Suasana hening, kecuali desir api yang samar.

“Menghalangi? Tidak.”
“Tapi kau harus tahu, setiap yang memasuki jalanku… tidak pernah kembali sama. Bahkan jika kau menemukannya, mungkin dia bukan lagi seperti yang kau ingat.”

Svarnavarna tertawa lirih di benaknya, seperti bayangan yang gemetar dalam bara.
“Dengar itu, bocah. Dunia berubah siapa pun yang melaluinya. Kau masih ingin melangkah?”

Arno mengepalkan tangan lebih erat, matanya tajam.
“Aku akan melangkah. Sekalipun yang kutemukan nanti bukan Aini yang dulu… aku akan tetap menjemputnya.”

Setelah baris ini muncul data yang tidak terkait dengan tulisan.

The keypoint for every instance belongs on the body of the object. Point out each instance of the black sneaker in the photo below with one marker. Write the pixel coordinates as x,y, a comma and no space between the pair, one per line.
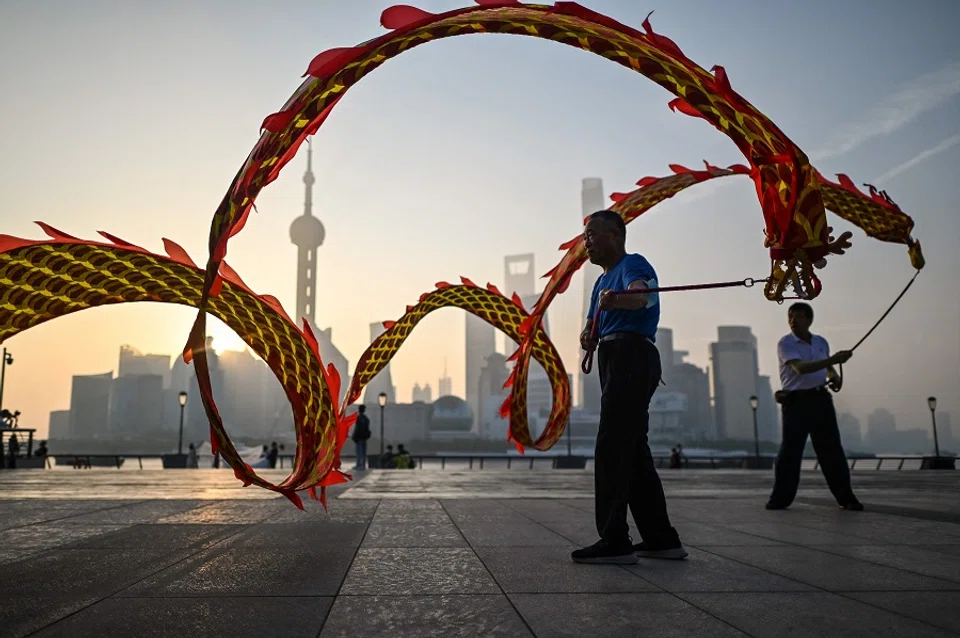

Banaspati diam lama, seolah menimbang. Api di bahunya bergoyang perlahan seperti daun yang digerakkan angin.
Lalu suaranya terdengar, pelan tapi dalam:

“Baiklah.
Pergilah ke jantung apiku.
Temukan dia… jika kau sanggup melewati apa yang membara di sana.
Tapi itu juga jika kau sanggup mengalahkanku terlebih dulu.”

Banaspati tertawa, nyala api di tubuhnya bergerak liar seiring suara tawa yang menggema itu.

Bab: Api yang Tidak Memberi Ampun

Tawa Banaspati belum sepenuhnya reda ketika ia mengayunkan lengannya ke depan.
Dari telapak tangannya yang retak-retak, semburan api melesat deras, bukan seperti kobaran biasa, melainkan aliran lahar yang dilepaskan dengan amarah dunia yang terpendam.

Arno melompat ke samping, tubuhnya nyaris tersambar panas yang membakar udara itu. Tapi gelombang panasnya tak bisa dihindari. Kulitnya terasa seperti didekap bara. Udara tipis menusuk paru-parunya.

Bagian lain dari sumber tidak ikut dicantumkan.